Apfa director general Chris Hannant says: “The advice labels are potentially misleading because there is probably more in common between an IFA and a restricted whole of market adviser who covers a wide range of investments. Those types of advisers also have more in common with each other than a restricted whole of market firm and a restricted tied adviser. There is a huge gulf there, so lumping together firms based on ‘independent’ or ‘restricted’, which operate completely different businesses, is confusing. The broadness of the labels means this is not a black and white issue.”

“Factoring in regulatory costs, and the cost of professional indemnity cover, the restricted model works out to be 10 per cent cheaper than running an IFA business”

Meanwhile, Richards wants to see a return to the simpler language when advisers were tied or independent.

In the PFS’ input into the Financial Advice Market Review, Richards called for the introduction of different labels: the company financial adviser and the independent financial adviser.

He says: “When bank advisers, and indeed tied advisers of the past had to disclose they could only advise on the products and services of their respective company, they were simply reinforcing the client’s expectations and were logically acting as agents of the company. Independent more intuitively meant independent of a single company and therefore acting as an agent of the client.

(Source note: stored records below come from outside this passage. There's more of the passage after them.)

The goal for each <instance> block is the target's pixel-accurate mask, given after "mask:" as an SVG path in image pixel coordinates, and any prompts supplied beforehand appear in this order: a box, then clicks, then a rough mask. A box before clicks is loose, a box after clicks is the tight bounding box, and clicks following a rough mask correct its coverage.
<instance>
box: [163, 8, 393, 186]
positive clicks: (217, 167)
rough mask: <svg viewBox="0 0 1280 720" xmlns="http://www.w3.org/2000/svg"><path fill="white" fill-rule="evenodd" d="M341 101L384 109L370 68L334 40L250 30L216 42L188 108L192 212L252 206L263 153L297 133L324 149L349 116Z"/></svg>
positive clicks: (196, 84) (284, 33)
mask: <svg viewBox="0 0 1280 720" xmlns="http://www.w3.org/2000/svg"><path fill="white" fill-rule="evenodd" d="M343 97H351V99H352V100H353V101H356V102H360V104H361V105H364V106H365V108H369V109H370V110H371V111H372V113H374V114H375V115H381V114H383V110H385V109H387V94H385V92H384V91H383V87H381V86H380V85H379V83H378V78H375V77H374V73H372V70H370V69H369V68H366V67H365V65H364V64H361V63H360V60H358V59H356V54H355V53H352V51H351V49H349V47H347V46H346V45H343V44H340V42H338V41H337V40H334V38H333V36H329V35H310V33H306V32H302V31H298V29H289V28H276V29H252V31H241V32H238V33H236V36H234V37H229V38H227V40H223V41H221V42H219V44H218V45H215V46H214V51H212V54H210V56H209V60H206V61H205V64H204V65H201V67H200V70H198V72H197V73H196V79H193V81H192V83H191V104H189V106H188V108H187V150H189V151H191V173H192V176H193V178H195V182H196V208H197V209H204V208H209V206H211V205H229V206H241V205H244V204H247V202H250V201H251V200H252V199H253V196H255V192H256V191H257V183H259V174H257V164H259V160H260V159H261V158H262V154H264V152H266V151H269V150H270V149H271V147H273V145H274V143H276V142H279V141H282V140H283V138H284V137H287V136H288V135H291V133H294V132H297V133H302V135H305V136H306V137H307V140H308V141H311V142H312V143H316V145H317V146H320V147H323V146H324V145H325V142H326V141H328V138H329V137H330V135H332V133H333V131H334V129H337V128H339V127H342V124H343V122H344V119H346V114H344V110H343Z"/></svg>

“Perhaps we should see a return to consumer-centric simplicity with the reintroduction of polarisation Mark II.”

For Threesixty managing director Phil Young, the challenge is not delivering independent advice profitably but delivering it at scale.

He says: “From a purely business perspective, the highest profit margins come from asset management rather than advice. As a result the greater investment (whether in the form of equity, debt, private equity or venture capital money) will go into firms who also run money. Once you become an asset manager and an advice firm, it’s incredibly difficult to maintain genuine independence, even though a few firms still do this.

“I don’t see a great deal of difference in pure regulatory costs between the two models, although with costs overall on the rise the availability of additional revenue through  asset management will be attractive to maintain profits.”

Kerr says the move away from independence by respectable, highly professional firms gives a certain credibility to the restricted model.

But he adds: “I would think it very unlikely there will come a time when every adviser is restricted. A lot of advisers are in the private client or family office space, where independence is what they sell. They would not want necessarily to be associated with some big institution.

“IFAs may amount to the smallest number of players, but that doesn’t mean to say they will be handling the smallest amounts of money. I am very confident about the future of IFAs, but there will be less of them, and they will be charging premium prices for their independence.”